Les nouvelles technologies de séquençage de l'ADN et les algorithmes d'analyse des séquences bioinformatiques permettent de produire des assemblages de grande qualité au niveau chromosomique de génomes volumineux. Cependant, de nombreuses communautés de recherche s'appuient encore sur des assemblages provisoires « version 1.0 » fragmentés, incomplets et dépourvus de données sur la localisation chromosomique. Dans une étude publiée dans la revue BMC Biology, le groupe SIB de Robert Waterhouse (Université de Lausanne) démontre comment les approches évolutives basées sur la comparaison de génomes peuvent être utilisées pour aider ces assemblages préliminaires à devenir des génomes de référence « finis ».

Exploitation des arrangements génétiques conservés

Bien que les réarrangements génomiques entraînent au fil du temps une réorganisation du contenu du génome, il est possible d'identifier des régions dont l'ordre et l'orientation sont conservés chez plusieurs espèces. Ces régions sont appelées « blocs de synténie », où des gènes équivalents chez différentes espèces (orthologues) ont conservé leur voisinage génomique local. Les génomes préliminaires sont constitués de régions génomiques assemblées en échafaudages de différentes longueurs, mais leur ordre et leur orientation relatifs le long des chromosomes sont généralement inconnus. Les chercheurs du SIB ont émis l'hypothèse que les blocs de synténie conservés pourraient servir de base à une approche guidée par l'évolution pour ordonner et orienter les échafaudages afin d'améliorer les assemblages préliminaires actuellement fragmentés. “La logique est assez simple”, explique Robert Waterhouse, chercheur principal et chef du groupe SIB au Département d’écologie et d’évolution de l’Université de Lausanne. “Lorsque des gènes situés aux extrémités des échafaudages d’une espèce ont des orthologues provenant de nombreuses autres espèces qui sont maintenus comme voisins génomiques, l’évolution suggère que nous pouvons assembler ces échafaudages pour réunir ces paires de gènes”.


 

Superscaffolding et ancrage chromosomique

Pour des sous-ensembles des assemblages, les chercheurs ont intégré les adjacences des échafaudages basées sur la syntonique avec des données supplémentaires issues d'expériences de cartographie physique, du séquençage d'ARN et d'échantillons supplémentaires de séquençage d'ADN. Les analyses combinées ont permis d'obtenir 20 assemblages superscaffoldés améliorés, dans lesquels l'attribution des échafaudages aux chromosomes couvrait plus de 75 % de plusieurs assemblages.

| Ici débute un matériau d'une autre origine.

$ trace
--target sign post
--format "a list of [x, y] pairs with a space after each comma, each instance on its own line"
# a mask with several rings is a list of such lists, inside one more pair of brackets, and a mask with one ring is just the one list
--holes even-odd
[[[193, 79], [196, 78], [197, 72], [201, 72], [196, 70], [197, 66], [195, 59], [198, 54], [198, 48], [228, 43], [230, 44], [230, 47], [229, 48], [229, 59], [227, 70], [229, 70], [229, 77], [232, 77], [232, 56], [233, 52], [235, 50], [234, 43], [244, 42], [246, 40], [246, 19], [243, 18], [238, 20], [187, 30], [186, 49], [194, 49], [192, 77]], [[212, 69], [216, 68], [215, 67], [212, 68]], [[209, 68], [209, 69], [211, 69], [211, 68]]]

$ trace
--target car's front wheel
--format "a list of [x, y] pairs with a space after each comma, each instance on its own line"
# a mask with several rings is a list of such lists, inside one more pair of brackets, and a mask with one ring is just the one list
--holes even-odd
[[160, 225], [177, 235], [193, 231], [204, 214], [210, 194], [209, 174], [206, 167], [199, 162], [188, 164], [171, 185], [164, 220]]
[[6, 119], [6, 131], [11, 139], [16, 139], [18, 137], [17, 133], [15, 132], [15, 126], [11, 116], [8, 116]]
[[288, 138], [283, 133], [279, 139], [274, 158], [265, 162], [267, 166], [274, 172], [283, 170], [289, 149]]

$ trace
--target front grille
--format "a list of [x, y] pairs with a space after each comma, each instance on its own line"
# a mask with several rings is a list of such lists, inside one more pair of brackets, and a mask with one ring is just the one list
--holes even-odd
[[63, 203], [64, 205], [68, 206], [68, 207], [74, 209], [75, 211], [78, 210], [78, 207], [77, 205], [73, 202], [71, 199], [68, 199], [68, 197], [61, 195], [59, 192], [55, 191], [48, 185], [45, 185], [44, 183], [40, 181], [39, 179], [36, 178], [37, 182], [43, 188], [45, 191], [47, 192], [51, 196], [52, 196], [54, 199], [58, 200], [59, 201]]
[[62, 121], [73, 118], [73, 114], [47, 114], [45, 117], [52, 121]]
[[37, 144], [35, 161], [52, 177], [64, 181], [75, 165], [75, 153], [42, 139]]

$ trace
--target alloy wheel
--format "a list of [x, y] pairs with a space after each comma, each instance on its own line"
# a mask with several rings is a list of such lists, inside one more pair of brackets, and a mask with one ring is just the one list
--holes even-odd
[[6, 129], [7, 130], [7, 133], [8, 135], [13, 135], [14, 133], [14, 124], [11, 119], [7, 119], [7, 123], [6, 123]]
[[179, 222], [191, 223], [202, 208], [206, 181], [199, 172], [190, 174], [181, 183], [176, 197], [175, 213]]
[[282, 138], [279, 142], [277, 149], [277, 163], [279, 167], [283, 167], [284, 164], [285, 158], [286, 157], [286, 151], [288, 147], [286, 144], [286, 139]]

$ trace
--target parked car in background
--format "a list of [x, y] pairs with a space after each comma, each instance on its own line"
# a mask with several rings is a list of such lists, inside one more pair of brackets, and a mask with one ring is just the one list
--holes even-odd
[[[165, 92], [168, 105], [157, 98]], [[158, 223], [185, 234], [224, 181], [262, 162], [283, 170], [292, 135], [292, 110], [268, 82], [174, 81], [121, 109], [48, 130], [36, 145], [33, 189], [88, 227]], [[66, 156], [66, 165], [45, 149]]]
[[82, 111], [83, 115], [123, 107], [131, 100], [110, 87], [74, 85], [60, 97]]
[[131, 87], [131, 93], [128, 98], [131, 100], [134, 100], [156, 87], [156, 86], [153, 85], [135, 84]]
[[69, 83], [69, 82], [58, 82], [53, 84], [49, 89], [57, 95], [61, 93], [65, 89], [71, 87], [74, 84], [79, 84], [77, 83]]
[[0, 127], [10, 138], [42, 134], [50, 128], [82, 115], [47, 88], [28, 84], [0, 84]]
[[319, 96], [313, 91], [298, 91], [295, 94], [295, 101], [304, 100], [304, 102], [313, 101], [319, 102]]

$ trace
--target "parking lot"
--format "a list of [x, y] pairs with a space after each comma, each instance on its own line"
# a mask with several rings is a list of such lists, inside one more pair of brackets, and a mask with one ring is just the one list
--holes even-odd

L'ancrage chromosomique des échafaudages a été considérablement étendu pour plusieurs autres assemblages, et des photomaps cytogénétiques haute résolution ont été mises à jour pour deux espèces. L'intégration de ces différents ensembles de données a non seulement permis d'améliorer le superscaffolding, mais a également servi de validation indépendante des prédictions basées sur la syntonique et de leurs ensembles consensuels.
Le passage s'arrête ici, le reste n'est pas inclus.